The OH + CHD3 reaction is among the largest one ever studied at the high-resolution level permitted by imaging techniques [B. Zhang et al., J. Phys. Chem. A, 2005, 109, 8989]. This process involves eighteen configuration space coordinates, which are large enough to make exact quantum scattering calculations beyond reach. Moreover, freezing some degrees-of-freedom in order to render these calculations feasible may lead to unrealistic predictions. However, we have found it possible to reproduce for the first time the pair-correlated measurements of Zhang et al. at a nearly quantitative level by means of full-dimensional classical trajectory calculations in a quantum spirit on a recent ab initio potential energy surface. These calculations combine the classical description of the dynamics, well suited to polyatomic systems, with Bohr quantization of both reagent and product vibrational motions.
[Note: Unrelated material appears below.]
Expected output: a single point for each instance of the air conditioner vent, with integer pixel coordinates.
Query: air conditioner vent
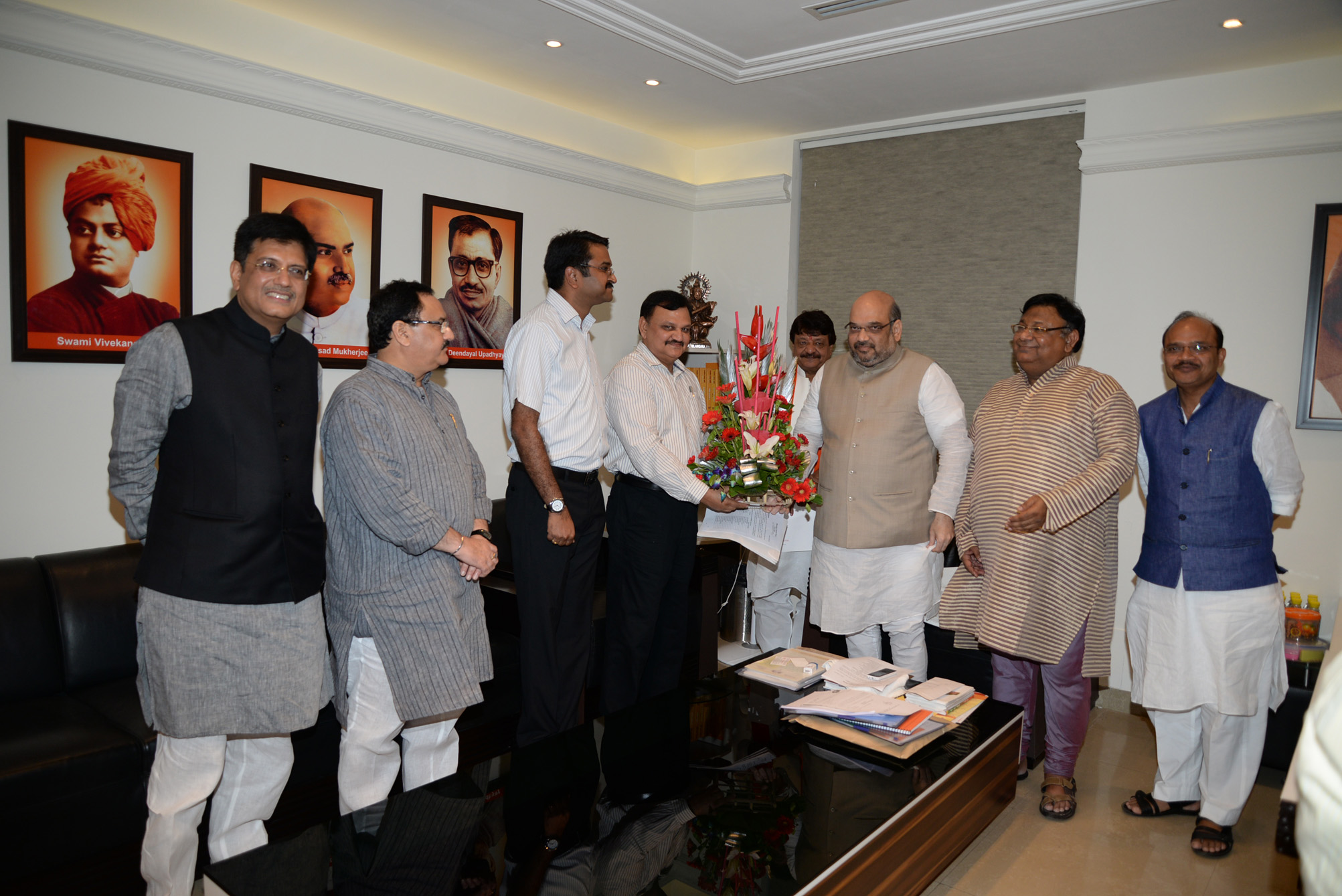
(845, 7)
While this pseudo-quantization is exactly imposed to the reagents, it is approximately imposed to the products in a first step through energy-based Gaussian binning (1GB). In a second step, we show that the original action-based Gaussian binning (GB), long thought to be inapplicable in practice to polyatomic reactions, yields in fact results comparable in accuracy and numerical cost to those obtained by means of 1GB, provided that Gaussian weights are properly widened. This new finding clearly extends the scope of GB in theoretical reactive scattering.